Cross-specialty collaboration boosts cardiac surgery results
Patients undergoing cardiac surgery may receive blood transfusions to make up for loss of blood. The transfusion rate – the percentage of cardiac surgery patients who receive blood during surgery – varies a great deal nationwide, from 7 percent to 90 percent.
At the University of Vermont Medical Center, a multidisciplinary cardiac team – with members from Cardiothoracic Surgery, Anesthesia, Nephrology, Perfusion, the Jeffords Institute for Quality and the Blood Bank – set out to lower the transfusion rate. They started with small changes; over four years they changed the culture surrounding transfusion, making care safer while saving money.
Everybody who impacts the cardiac patient has a role in this. It is an important team effort.
Charlie Krumholz, chief perfusionist
The group developed practice guidelines, treatment protocols and a special postoperative transfusion procedure.
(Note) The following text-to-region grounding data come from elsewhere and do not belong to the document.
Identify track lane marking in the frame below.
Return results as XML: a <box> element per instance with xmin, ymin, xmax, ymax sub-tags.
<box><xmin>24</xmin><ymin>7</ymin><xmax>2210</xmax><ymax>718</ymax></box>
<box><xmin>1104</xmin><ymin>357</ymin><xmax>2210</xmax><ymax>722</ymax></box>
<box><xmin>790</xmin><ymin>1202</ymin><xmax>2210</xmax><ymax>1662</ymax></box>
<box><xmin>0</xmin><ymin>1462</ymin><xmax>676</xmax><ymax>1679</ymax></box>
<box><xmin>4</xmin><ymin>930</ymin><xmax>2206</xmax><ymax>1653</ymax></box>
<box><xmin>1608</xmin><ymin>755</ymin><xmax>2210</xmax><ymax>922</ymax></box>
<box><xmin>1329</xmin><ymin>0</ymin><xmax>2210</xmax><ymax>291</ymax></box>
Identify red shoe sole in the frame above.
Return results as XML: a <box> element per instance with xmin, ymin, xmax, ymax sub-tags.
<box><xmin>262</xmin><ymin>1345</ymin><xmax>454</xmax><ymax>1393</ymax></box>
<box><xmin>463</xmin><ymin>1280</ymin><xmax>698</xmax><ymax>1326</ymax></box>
Thanks to many efforts, the hospital reduced blood transfusion rates during cardiac operations to 25 percent in 2014. Since then, UVM Medical Center has reduced that transfusion rate to 10 percent, one of the lowest in the country.
By changing transfusion practices, in 2015 UVM Medical Center cut the overall patient mortality rate for cardiac surgery in half, to 1.4 percent in 2015; lowered the rate of acute kidney injury by 25 percent to 2.8 percent; reduced mediastinitis infections (an inflammation of the tissues in the mid-chest) to 0.2 percent (from 0.7 percent in 2012); and saved more than $150,000 in blood products.
The hospital is now a leader in this effort, says Chief Perfusionist Charles Krumholz. With lower transfusion rates, Krumholz says, “Our mortality is lower and patients feel better.”
These changes do not increase cost, but do require willingness by a large team to change long-held practices. “We’re working to change the culture of transfusion,” Krumholz said. “Everybody who impacts the cardiac patient has a role in this. It is an important team effort.”